Alla fine del novembre del 1973, Fischner andò in una valle remota tra i monti Artat, nell’Antartico. Preparò una serie di contenitori biologici nella versione semplificata degli esperimenti microbiologici effettuati dai Viking. Il due di dicembre partì dal campo base per andare a prendere alcuni contenitori e non fece più ritorno. Si era inoltrato in una certa zona, probabilmente scivolò sul ghiaccio precipitando per più di cento metri. Forse, qualcosa aveva attirato la sua attenzione. L’ultima annotazione del suo quaderno è stata: “Ritirata la stazione n.2.0.2, ore 22.30; temperatura al suolo -10 gradi; temperatura dell’aria -16 gradi.”
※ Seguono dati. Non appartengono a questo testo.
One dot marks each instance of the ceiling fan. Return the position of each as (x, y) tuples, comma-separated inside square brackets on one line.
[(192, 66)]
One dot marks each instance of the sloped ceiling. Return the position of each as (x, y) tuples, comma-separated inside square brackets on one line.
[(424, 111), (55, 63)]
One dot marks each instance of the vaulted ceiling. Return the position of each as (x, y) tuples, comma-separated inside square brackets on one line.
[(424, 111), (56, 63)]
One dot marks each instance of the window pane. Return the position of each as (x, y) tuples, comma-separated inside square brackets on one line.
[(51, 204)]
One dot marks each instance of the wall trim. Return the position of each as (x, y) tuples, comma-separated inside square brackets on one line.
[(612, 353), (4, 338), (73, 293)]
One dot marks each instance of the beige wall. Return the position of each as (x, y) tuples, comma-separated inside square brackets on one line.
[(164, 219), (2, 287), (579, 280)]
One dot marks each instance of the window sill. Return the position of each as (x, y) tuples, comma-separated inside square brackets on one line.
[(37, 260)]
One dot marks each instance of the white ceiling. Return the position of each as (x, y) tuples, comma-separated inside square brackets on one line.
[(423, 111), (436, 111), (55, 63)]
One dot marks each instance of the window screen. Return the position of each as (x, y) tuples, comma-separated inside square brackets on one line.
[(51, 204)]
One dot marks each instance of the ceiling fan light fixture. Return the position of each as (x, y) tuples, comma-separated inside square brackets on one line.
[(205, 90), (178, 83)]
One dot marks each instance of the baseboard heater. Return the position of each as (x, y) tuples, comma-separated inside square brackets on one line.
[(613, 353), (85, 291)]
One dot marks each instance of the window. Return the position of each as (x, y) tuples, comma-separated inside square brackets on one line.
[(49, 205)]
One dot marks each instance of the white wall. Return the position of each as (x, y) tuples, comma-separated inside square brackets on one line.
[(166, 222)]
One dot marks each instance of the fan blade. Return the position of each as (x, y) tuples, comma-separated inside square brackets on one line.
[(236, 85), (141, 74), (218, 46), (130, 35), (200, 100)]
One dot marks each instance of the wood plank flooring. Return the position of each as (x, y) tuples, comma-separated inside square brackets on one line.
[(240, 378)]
In seguito alcuni di quei campioni furono recuperati e due colleghi di Fischner scoprirono che in quella valle dell’Antartico la vita effettivamente esiste, una vita molto più tenace di quanto potessimo immaginare. Questo fatto potrebbe rivelarsi molto importante per la futura esplorazione di Marte. Arriverà un giorno in cui Marte sarà esplorato completamente.

Se c’è effettivamente vita una cosa non dovremo fare di sicuro: disturbarla, perché in quel caso Marte apparterrebbe ai marziani anche se fossero solo microbi. Ma supponiamo invece che vita non ce ne sia. Saremmo in qualche modo capaci di viverci, di rendere Marte abitabile come la Terra?

Ma ci sono dei problemi non semplici da risolvere. C’è troppo poco ossigeno, manca del tutto l’acqua. Ma potremmo ovviare a questi inconvenienti se riuscissimo a produrre più aria. Con una maggiore pressione atmosferica si potrebbe avere dell’acqua, con più ossigeno renderemo l’atmosfera respirabile e si formerebbe dell’ozono che proteggerebbe la superficie dall’effetto dei raggi ultravioletti. Le prove di una passata presenza dell’acqua fa pensare che un tempo Marte avesse un’atmosfera più densa e questa non può essersi dispersa nello spazio, da qualche parte deve trovarsi. Sicuramente ce n’è sotto la superficie ghiacciata e in quantità maggiori nelle calotte polari. Per fare evaporare le calotte polari dovremmo riscaldarle, preferibilmente coprendole con qualcosa di scuro per assorbire più luce solare. Questo qualcosa dovrebbe costare anche poco e capace di riprodursi, ebbene questo qualcosa esiste e si chiama pianta. Dovremmo creare delle piante scure capaci di sopravvivere nell’ambiente di Marte. Queste piante potrebbero essere seminate nelle vastissime calotte polari di Marte e darebbero inizio al processo di trasformazione di Marte. Poi, potremmo decidere di trasportare l’acqua ottenuta dallo scioglimento delle calotte polari in regioni equatoriali più calde costruendo dei canali.

Gli uomini potranno rendere abitabile Marte: i marziani saremo noi.